The selection process for the sale of St. Mikheil's also stipulated that the space should house a museum and Georgians have long complained of a lack of gallery space in their capital, although many are also adamant that the state should be establishing its own major center for contemporary art rather than entrusting it to any wealthy individuals' hands.
And privately, some within Tbilisi's art community expressed concerns about whether Breus's or any other Russian project might lend itself to furthering the "soft power" of Moscow.
Last week, Breus said simply that his love for his Georgian roots and art provided an opportunity to "cross two vectors." But Breus, whose own industrial rise coincided with the lawless expansion of Russian oligarchy in the 1990s, has had his feet squarely planted in politics and promoting Russians in the past.
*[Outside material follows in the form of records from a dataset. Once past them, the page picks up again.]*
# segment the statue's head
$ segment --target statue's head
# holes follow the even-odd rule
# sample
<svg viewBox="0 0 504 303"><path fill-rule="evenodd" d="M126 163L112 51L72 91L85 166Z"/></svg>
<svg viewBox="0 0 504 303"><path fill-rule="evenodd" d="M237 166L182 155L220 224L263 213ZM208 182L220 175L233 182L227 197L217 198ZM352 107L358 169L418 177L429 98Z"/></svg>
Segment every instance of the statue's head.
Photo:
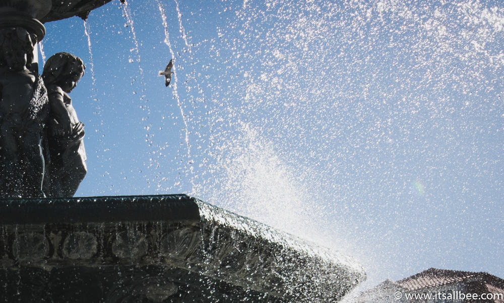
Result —
<svg viewBox="0 0 504 303"><path fill-rule="evenodd" d="M55 84L70 92L84 74L86 66L80 58L69 53L58 53L47 59L42 77L46 85Z"/></svg>
<svg viewBox="0 0 504 303"><path fill-rule="evenodd" d="M24 28L0 29L0 66L15 71L29 67L36 41L36 37Z"/></svg>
His career includes a tenure as a deputy governor in Siberia's Krasnodar Krai within Russian President Vladimir Putin's tightly controlled power vertical. He also served under controversial Governor Aleksandr Lebed.
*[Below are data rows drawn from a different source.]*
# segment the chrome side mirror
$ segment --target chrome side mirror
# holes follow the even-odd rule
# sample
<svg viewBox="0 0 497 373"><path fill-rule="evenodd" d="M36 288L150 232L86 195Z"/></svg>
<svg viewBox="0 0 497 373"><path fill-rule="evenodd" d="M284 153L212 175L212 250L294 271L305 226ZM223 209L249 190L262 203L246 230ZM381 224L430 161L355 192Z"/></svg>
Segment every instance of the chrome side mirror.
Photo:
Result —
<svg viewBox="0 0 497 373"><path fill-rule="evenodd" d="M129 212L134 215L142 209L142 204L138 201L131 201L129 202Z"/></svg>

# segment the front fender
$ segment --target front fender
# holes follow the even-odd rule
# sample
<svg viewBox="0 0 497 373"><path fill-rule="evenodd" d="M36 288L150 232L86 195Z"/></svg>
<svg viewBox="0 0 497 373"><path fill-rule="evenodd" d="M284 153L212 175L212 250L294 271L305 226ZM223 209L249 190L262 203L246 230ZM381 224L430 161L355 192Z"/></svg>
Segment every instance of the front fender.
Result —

Russian media have alleged that the billionaire founder of the ruling Georgian party for the past decade, Bidzina Ivanishvili, whose fortune was also made in Russia, funded Lebed's campaign. But those claims have never been proven.
The Breus Foundation's Kandinsky Prize is meanwhile aimed at promoting Russian contemporary artists. Its selection of ultranationalist Aleksei Belyayev-Guintovt for the prize in 2008 sparked outrage from many critics, including one art-world editor who questioned whether the painter might donate the prize money to "some kind of fascist party." Another suggested he get the "Leni Riefenstahl prize," a reference to the Nazi propagandist and Adolf Hitler's official filmmaker.
Home To Fleeing Russians
About one-fifth of Georgia is still occupied by Russian troops who moved into Abkhazia and South Ossetia during a lightning war in 2008. Many Georgians are still eager to further integrate with Europe and are wary of their treatment by their former Soviet masters.
Several hundred kilometers to the south of Tbilisi, around 2,000 Russian troops are positioned between Armenian and Azerbaijani forces to maintain a shaky cease-fire since an intense war in 2020.
SEE ALSO: Georgians Hold Mass Rally For EU MembershipHundreds of kilometers to the northwest, some 1,500 Russian soldiers are guarding a Soviet-era depot in the breakaway Moldovan region of Transdniester, despite Chisinau's repeated requests that they leave.
And, of course, hundreds of thousands of Russian troops are still waging or providing operational support for the brutal invasion of another Black Sea neighbor, Ukraine.
As a result, in addition to Ukrainian refugees, Georgia has become host to tens of thousands of Russians fleeing the violence, sanctions, or the clampdown on dissent at home.
Also in recent weeks, tens of thousands of Georgians have taken to the streets to express their pro-Western sentiments and to criticize Ivanishvili and his ruling Georgian Dream party for their failure to accomplish reforms that could help bring them into the EU tent.
Breus's ability to adhere tightly to "the territory of culture" at St. Mikheil's might prove essential to the fate of his Tbilisi art center and his own Georgian dreams.
Asked at last week's event whether the new center would exhibit Russian artists, Breus said simply, "We will exhibit all artists."